Swimmer autonomy is the goal of inventors

The great Leonardo did not stand aside from this problem either. He was engaged in developments for the water element in two directions: providing breathing under water and devices for accelerating movement. The first was provided by the modernization of the structure of leather shoulder bags, inside which there was air; the second - by creating a semblance of modern fins, but not for the legs, but for the hands.

The structure of the scuba gear itself is an open-type system - the diver inhales air from the tank and exhales directly into the water. The basis of such an open-circuit apparatus is the membrane mechanism. Its development belongs to two people at the same time. Benoit Rouqueirol was a mining engineer and, trying to facilitate the work of rescuers in mines, in 1866 he developed a mechanism that, using a membrane, lowered the pressure depending on the depth. Lieutenant Auguste Deneiruz served in the navy and, upon learning about the development of Rouqueirol, suggested using it for divers. It was this apparatus that Jules Verne described in his novel 20 Thousand Leagues Under the Sea. The apparatus authored by Deneiruz-Rouqueirol, alas, allowed too little time to be under water - only a few minutes, therefore it was not widely used.

The emergence of modern scuba gear

In the twentieth century, the navy continued to use bulky diving equipment. Therefore, the officer of the French naval forces Yves-Paul Le Prieur continued the research of compatriots and in 1924 designed a breathing apparatus with a high-strength cylinder. In this invention, the swimmer had to regulate the flow of air himself.

Independently of the French, in 1939, American Christian James Lambertsen invented a diving system that was codenamed "SCUBA" (Self-Contained Underwater Oxygen Breathing Apparatus). The use of this apparatus was limited to shallow water, as there was a high risk of oxygen poisoning. However, the unit was successfully used by US military divers during World War II.

During the war years in France they also remembered Le Prieur's invention, and in 1943 Georges Comintes created the Amphibia immersion system based on it. It consisted of two air cylinders connected together. The Comintes system was adopted by the French Navy.

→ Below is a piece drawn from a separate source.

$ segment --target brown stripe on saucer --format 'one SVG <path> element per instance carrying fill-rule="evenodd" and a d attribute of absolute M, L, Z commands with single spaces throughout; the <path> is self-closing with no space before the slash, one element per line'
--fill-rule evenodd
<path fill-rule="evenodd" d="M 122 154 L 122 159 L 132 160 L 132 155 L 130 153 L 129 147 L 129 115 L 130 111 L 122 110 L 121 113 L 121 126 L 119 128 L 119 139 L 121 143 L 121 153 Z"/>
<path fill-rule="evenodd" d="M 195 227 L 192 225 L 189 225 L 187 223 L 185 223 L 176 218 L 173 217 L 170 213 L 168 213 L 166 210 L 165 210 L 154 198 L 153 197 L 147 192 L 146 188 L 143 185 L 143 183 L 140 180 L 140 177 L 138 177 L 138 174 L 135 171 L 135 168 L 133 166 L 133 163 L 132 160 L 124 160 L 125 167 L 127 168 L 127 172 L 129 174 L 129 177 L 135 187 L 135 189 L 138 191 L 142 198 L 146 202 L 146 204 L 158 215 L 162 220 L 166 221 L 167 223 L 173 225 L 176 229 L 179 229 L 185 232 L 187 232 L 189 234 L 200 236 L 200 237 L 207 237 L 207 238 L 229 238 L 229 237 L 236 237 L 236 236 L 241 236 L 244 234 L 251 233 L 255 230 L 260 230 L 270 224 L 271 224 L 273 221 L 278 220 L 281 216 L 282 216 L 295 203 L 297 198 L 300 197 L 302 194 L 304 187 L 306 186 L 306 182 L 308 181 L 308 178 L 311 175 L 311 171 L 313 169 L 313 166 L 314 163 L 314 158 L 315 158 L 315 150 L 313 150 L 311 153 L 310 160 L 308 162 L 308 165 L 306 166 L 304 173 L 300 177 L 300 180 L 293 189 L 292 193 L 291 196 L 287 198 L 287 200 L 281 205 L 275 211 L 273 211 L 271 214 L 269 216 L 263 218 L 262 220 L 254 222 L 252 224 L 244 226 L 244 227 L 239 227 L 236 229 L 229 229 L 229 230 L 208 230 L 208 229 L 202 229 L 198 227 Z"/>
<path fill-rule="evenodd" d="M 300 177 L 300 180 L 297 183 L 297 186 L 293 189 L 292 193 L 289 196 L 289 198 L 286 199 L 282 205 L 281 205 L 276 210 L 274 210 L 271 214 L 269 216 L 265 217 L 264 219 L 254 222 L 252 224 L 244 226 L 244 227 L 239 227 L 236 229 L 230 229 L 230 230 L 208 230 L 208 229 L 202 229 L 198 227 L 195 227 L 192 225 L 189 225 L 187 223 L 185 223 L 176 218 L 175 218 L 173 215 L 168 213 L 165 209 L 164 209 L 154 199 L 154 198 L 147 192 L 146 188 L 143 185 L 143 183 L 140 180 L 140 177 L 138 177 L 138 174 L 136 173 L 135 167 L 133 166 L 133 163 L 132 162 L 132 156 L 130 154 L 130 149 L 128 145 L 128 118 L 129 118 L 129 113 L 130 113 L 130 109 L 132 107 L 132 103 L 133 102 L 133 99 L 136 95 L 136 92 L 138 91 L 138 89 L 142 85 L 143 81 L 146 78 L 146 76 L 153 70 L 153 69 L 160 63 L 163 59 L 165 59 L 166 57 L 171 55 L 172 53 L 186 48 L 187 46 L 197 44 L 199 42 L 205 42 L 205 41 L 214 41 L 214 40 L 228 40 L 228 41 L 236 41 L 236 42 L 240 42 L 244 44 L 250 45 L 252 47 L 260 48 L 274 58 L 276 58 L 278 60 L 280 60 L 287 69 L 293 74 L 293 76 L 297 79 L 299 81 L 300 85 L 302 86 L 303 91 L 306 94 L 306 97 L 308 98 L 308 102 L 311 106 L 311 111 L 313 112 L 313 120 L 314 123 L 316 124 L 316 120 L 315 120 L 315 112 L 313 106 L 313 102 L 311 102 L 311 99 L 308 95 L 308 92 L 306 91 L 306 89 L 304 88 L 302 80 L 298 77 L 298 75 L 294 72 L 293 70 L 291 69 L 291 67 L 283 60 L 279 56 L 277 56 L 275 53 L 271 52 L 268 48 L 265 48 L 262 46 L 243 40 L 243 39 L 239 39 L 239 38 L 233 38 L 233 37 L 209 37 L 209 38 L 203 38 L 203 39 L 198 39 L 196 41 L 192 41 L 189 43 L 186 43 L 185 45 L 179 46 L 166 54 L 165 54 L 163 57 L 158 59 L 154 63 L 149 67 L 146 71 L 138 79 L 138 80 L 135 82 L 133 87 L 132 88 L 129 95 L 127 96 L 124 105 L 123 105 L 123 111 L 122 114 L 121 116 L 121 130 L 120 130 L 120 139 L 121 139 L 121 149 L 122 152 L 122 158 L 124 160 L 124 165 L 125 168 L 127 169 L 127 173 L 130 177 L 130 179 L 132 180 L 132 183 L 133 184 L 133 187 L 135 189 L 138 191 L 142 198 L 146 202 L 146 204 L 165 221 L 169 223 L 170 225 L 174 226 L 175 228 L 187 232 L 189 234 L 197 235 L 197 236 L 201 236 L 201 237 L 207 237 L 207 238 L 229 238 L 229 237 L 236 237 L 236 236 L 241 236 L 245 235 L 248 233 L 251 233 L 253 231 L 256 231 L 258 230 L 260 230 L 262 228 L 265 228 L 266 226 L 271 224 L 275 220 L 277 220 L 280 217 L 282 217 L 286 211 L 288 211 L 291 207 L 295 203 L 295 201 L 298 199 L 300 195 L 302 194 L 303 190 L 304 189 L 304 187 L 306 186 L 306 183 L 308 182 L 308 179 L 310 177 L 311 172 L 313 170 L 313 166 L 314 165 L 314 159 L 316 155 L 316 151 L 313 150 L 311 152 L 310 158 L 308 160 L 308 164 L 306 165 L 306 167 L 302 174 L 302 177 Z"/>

Here we already remember about Cousteau. During the Second World War, he served as part of the French naval forces and was a fan of diving. A happy coincidence and the impetus for the invention of scuba gear was the marriage of Jacques-Yves Cousteau to Simone Melchior. Simone's father, a very rich man, provided Jacques-Yves with funds for research work, and also introduced him to the engineer Emile Gagnan. The Cousteau-Gagnan tandem gave birth to scuba gear in its modern form in 1943. The main difference from its predecessors was the valve, which supplied the swimmer with air at a pressure equal to the ambient pressure, which made it possible to dramatically increase the duration of the dive.


The word "scuba" is currently the patented name of the brand "Aqua Lung", therefore in many countries the word "scuba" (SCUBA) is often used, but we still call this device scuba diving.